Au sein des Acec la solidarité
s’organise : chaque quinzaine les travailleurs se cotisent pour verser à
ma femme l’équivalent de mon salaire. Pendant quatre ans avec une admirable
régularité cette collecte parviendra aux miens.
A la prison Saint Léonard, où je suis
au secret pendant l’instruction de mon procès, je suis conduit à plusieurs
reprises au siège de la Gestapo. Le commissaire de police de Herstal remet
rapport à la Gestapo sur mon activité d’agitateur communiste.
Ma direction déclare aux allemands que
j’étais un agitateur communiste, dénonciation retrouvée dans les minutes de mon
procès par les armées américaines à Berlin (PV 16/12). Un rapport est remis en
1945 à l’auditeur militaire. Je suis condamné à 3,5 ans de travaux forcés. En
mars 1941 je suis déporté en Allemagne. Suite à une tentative d’évasion en 1943
je ramasse 32 jours de cachot, les jambes et bras fixés dans des fers. Je suis
libéré parce que les 3,5 ans de la peine étaient écoulés en septembre 1944.

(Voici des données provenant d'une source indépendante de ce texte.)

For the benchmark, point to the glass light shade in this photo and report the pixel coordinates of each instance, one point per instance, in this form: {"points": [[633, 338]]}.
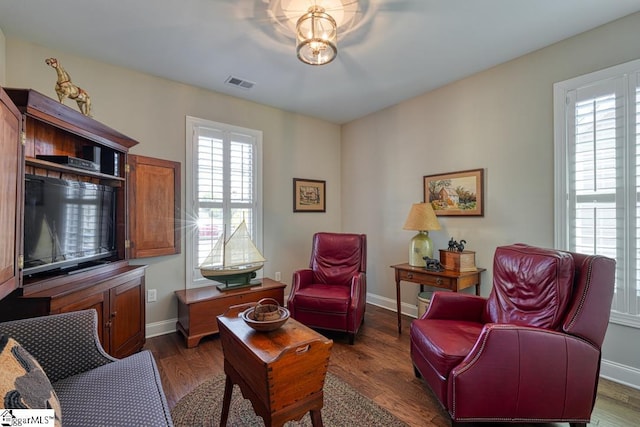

Arrivée à Liège en même temps que les armées américaines » (Interview Louis
Neuray Souvenirs de guerre dans
Chroniques de la résistance du Front de l'Indépendance, 4 septembre 1976).
Nous
retrouvons la trace tragique de Sépulcre dans un témoignage de Jean Derkenne,
responsable communiste de la presse clandestine pendant toute la guerre: « Pour 1941 environ un million de journaux
furent imprimés et distribués par le service de presse de la fédération
liégeoise du Parti. Il faut ajouter à ceci les 20.000 cartes envoyées à Reeder
pour la libération du Camarade Neuray, arrêté à la suite de son activité à la
CEB. L’histoire de la Résistance conservera la souvenir de l’action courageuse
de ce résistant dénoncé par certains cadres de la CEB (ACEC), arrêté en 1940 et
condamné à trois ans de forteresse.
En avril 1942 notre service de presse
fut touché par l’arrestation du Camarade Sépulcre. Ce militant avait été le
bras droit de Louis Neuray à la CEB. A cause de ces évènements, Sépulcre avait
déjà été inquiété par la police allemande. Il fut libéré avec les autres prisonniers
de la Citadelle de Huy le vendredi qui précéda l’invasion de l’USSR. Rentré
chez lui, il fut de nouveau arrêté le dimanche matin. Déporté à Neuengamme, il
n’en revint jamais » (Chroniques de la Résistance du FI Mai 1975 p26).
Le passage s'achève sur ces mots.